本発明は、粗製生体サンプル溶液からタンパク質を抽出するための物質の独自の組成物およびその使用方法に関する。本発明は、常磁性粒子とは反対の電荷を有するタンパク質を結合するために、帯電した常磁性粒子を使用する。本発明は、宿主細胞または微生物から核酸を放出する前に、サンプルからタンパク質を除去するのに使用することができる。この技法は、タンパク質を含まない核酸製剤が必要である場合に役に立つ。同様に本発明は、タンパク質結合条件を操作することによって、総タンパク質サンプル集団のサブセットを抽出するのに使用することができる。これらの目的で本発明を使用することにより、2つの個別の使用がもたらされ、すなわち(1)問題となっているタンパク質を結合し、問題となっていないタンパク質を含有する可能性のある未結合サンプルを廃棄し、結合タンパク質を溶出してさらなる分析にかけること、または(2)問題となっていないタンパク質を、問題となっているタンパク質を含有するサンプルから除去し、これを引き続き分離してさらなる分析にかけることである。 The present invention relates to a unique composition of substances for extracting proteins from a crude biological sample solution and methods of use thereof. The present invention uses charged paramagnetic particles to bind proteins having the opposite charge to the paramagnetic particles. The present invention can be used to remove proteins from a sample prior to releasing nucleic acids from a host cell or microorganism. This technique is useful when a protein-free nucleic acid formulation is required. Similarly, the present invention can be used to extract a subset of the total protein sample population by manipulating protein binding conditions. The use of the present invention for these purposes has resulted in two separate uses: (1) unbound proteins that may bind the protein in question and contain the protein in question. Discard the bound sample and elute the bound protein for further analysis, or (2) remove the offending protein from the sample containing the offending protein and continue to separate it. For further analysis.
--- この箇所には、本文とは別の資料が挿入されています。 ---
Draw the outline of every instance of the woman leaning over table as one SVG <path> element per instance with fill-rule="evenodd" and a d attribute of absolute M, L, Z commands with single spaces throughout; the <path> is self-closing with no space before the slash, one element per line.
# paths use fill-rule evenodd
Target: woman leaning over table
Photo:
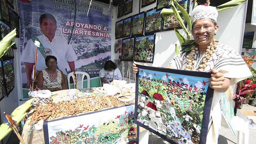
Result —
<path fill-rule="evenodd" d="M 36 85 L 42 90 L 54 92 L 66 89 L 66 84 L 63 73 L 56 68 L 57 59 L 49 55 L 45 58 L 47 68 L 39 71 L 37 76 Z"/>
<path fill-rule="evenodd" d="M 211 72 L 209 84 L 214 89 L 210 114 L 207 144 L 218 143 L 221 114 L 220 99 L 230 85 L 249 77 L 252 73 L 240 55 L 230 47 L 219 44 L 213 38 L 219 29 L 215 7 L 199 5 L 193 10 L 192 35 L 196 43 L 190 51 L 175 57 L 167 68 Z M 136 64 L 133 71 L 138 71 Z"/>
常磁性粒子が、例えば電荷を保持する場合、これらの荷電粒子は、常磁性粒子とは反対の全電荷を有するタンパク質分子に可逆的に結合することができる。したがって粒子およびタンパク質は、結合してタンパク質および粒子の錯体を形成する。 If paramagnetic particles, for example, retain a charge, these charged particles can reversibly bind to protein molecules that have a total charge opposite that of the paramagnetic particles. Thus, the particles and proteins combine to form a protein and particle complex.
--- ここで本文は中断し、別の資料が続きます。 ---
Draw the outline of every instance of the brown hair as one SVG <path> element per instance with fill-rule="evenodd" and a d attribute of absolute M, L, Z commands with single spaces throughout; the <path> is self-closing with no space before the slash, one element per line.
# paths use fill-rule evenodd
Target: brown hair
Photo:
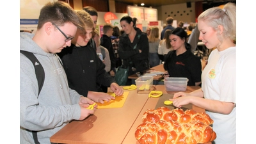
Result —
<path fill-rule="evenodd" d="M 172 17 L 168 17 L 166 20 L 167 24 L 172 24 L 172 22 L 173 22 L 173 18 Z"/>
<path fill-rule="evenodd" d="M 84 10 L 76 11 L 77 14 L 81 17 L 85 24 L 85 29 L 92 29 L 93 28 L 93 21 L 92 20 L 90 14 Z"/>
<path fill-rule="evenodd" d="M 159 29 L 156 26 L 152 27 L 148 36 L 148 42 L 154 42 L 158 38 L 159 38 Z"/>
<path fill-rule="evenodd" d="M 71 22 L 79 29 L 84 29 L 84 24 L 78 14 L 68 4 L 63 1 L 49 2 L 41 9 L 37 29 L 42 28 L 48 22 L 57 26 Z"/>
<path fill-rule="evenodd" d="M 107 33 L 109 29 L 113 29 L 114 27 L 111 24 L 105 24 L 103 26 L 103 33 L 106 34 Z"/>

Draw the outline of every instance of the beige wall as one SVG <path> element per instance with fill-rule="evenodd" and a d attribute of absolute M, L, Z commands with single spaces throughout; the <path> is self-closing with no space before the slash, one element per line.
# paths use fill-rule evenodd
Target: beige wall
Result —
<path fill-rule="evenodd" d="M 163 20 L 170 15 L 177 20 L 177 22 L 182 20 L 184 22 L 195 22 L 195 3 L 191 3 L 191 7 L 187 8 L 186 3 L 161 6 L 156 8 L 157 9 L 158 20 Z M 190 12 L 190 11 L 192 12 Z M 178 11 L 179 12 L 178 13 Z M 184 12 L 185 11 L 185 12 Z M 188 13 L 188 15 L 187 15 Z M 182 14 L 182 15 L 180 15 Z"/>
<path fill-rule="evenodd" d="M 115 1 L 109 0 L 109 10 L 110 12 L 115 13 Z M 75 10 L 81 10 L 82 7 L 82 0 L 74 0 L 74 8 Z M 177 20 L 177 22 L 180 20 L 182 20 L 184 22 L 195 22 L 195 3 L 191 3 L 191 7 L 187 8 L 186 3 L 165 5 L 161 6 L 157 8 L 157 17 L 159 20 L 163 20 L 165 24 L 165 19 L 168 15 L 173 17 L 175 20 Z M 192 12 L 190 12 L 191 10 Z M 178 13 L 177 12 L 179 12 Z M 185 12 L 184 12 L 185 11 Z M 106 12 L 99 12 L 98 24 L 103 24 L 105 23 L 104 20 L 104 14 Z M 187 15 L 188 13 L 188 15 Z M 124 13 L 116 13 L 118 19 L 121 19 L 124 16 Z M 182 14 L 182 15 L 180 15 Z"/>
<path fill-rule="evenodd" d="M 74 0 L 74 9 L 75 10 L 80 10 L 83 8 L 82 0 Z"/>

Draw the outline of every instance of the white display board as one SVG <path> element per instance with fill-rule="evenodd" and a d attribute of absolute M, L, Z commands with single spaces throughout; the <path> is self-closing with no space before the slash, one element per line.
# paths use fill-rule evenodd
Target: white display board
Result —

電荷は、いくつもの方法で常磁性粒子に結合することができ、本発明は、電荷と粒子との結合方法により限定されない。例えば電荷は、荷電リガンドを常磁性粒子に結び付けることによって、常磁性粒子に結合することができる。リガンドには、抗体、ハプテン、および受容体が含まれるが、これらに限定するものではない。別の実施形態では、電荷は、粒子を取り巻く環境のpHを操作することによって、すなわちpHを増減させることによって、またはそのイオン強度を操作することによって、常磁性粒子に結合することができる。どちらの例においても、常磁性粒子上の全電荷を、溶媒環境のリガンド(陰イオン性または陽イオン性)またはpHに応じて正または負にすることができる。 The charge can be bound to the paramagnetic particle in a number of ways, and the present invention is not limited by the way the charge and particle are bound. For example, the charge can be bound to the paramagnetic particle by binding the charged ligand to the paramagnetic particle. Ligands include, but are not limited to antibodies, haptens, and receptors. In another embodiment, the charge can be bound to the paramagnetic particle by manipulating the pH of the environment surrounding the particle, ie by increasing or decreasing the pH, or by manipulating its ionic strength. In either example, the total charge on the paramagnetic particles can be positive or negative depending on the ligand (anionic or cationic) or pH of the solvent environment.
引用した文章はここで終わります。